1. ¹Division of Molecular Genetics, Deutsches Krebsforschungszentrum, Heidelberg, Germany
2. ²Division of Signal Transduction and Growth Control, Deutsches Krebsforschungszentrum, Heidelberg, Germany
3. ³Division Biochemistry of Tissue-Specific Regulation, Deutsches Krebsforschungszentrum, Heidelberg, Germany
4. ⁴Department of Dermatology and Venerology, University of Cologne, Köln, Germany

Correspondence: Dr P Lichter, Division of Molecular Genetics, Deutsches Krebsforschungszentrum, Im Neuenheimer Feld 280, Heidelberg D-69120, Germany. E-mail: m.macleod@dkfz.de

⁵These authors contributed equally to this work.
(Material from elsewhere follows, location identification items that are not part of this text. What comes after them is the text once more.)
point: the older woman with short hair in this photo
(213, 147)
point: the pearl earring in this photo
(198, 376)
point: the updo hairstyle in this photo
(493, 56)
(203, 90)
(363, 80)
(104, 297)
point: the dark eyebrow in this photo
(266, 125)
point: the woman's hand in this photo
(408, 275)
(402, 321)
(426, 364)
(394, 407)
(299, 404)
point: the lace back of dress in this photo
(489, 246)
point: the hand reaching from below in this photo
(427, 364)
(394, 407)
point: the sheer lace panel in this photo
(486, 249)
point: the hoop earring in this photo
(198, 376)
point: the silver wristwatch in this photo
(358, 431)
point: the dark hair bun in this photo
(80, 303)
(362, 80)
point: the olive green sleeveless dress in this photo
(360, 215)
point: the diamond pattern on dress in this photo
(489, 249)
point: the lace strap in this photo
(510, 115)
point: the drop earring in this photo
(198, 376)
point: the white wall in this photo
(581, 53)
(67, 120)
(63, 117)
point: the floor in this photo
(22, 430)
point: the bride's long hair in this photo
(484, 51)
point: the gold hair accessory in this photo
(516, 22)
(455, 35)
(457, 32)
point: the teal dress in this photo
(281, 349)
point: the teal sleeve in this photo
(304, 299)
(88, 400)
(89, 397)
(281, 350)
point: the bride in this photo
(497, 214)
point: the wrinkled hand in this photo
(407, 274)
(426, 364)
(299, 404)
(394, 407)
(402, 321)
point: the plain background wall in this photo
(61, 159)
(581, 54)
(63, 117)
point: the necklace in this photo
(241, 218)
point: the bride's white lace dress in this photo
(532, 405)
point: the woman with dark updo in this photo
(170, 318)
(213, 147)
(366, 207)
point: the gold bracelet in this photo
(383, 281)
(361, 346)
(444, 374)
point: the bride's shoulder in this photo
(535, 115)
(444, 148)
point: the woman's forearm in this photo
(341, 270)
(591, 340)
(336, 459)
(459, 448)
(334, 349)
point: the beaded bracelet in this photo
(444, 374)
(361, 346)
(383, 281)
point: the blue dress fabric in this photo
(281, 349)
Received 15 November 2004; Revised 4 July 2005; Accepted 19 July 2005; Published online 17 October 2005.

Abstract

Chemically induced mouse skin carcinogenesis represents the most extensively utilized animal model to unravel the multistage nature of tumour development and to design novel therapeutic concepts of human epithelial neoplasia. We combined this tumour model with comprehensive gene expression analysis and could identify a large set of novel tumour-associated genes that have not been associated with epithelial skin cancer development yet. Expression data of selected genes were confirmed by semiquantitative and quantitative RT-PCR as well as in situ hybridization and immunofluorescence analysis on mouse tumour sections. Enhanced expression of genes identified in our screen was also demonstrated in mouse keratinocyte cell lines that form tumours in vivo. Self-organizing map clustering was performed to identify different kinetics of gene expression and coregulation during skin cancer progression. Detailed analysis of differential expressed genes according to their functional annotation confirmed the involvement of several biological processes, such as regulation of cell cycle, apoptosis, extracellular proteolysis and cell adhesion, during skin malignancy. Finally, we detected high transcript levels of ANXA1, LCN2 and S100A8 as well as reduced levels for NDR2 protein in human skin tumour specimens demonstrating that tumour-associated genes identified in the chemically induced tumour model might be of great relevance for the understanding of human epithelial malignancies as well.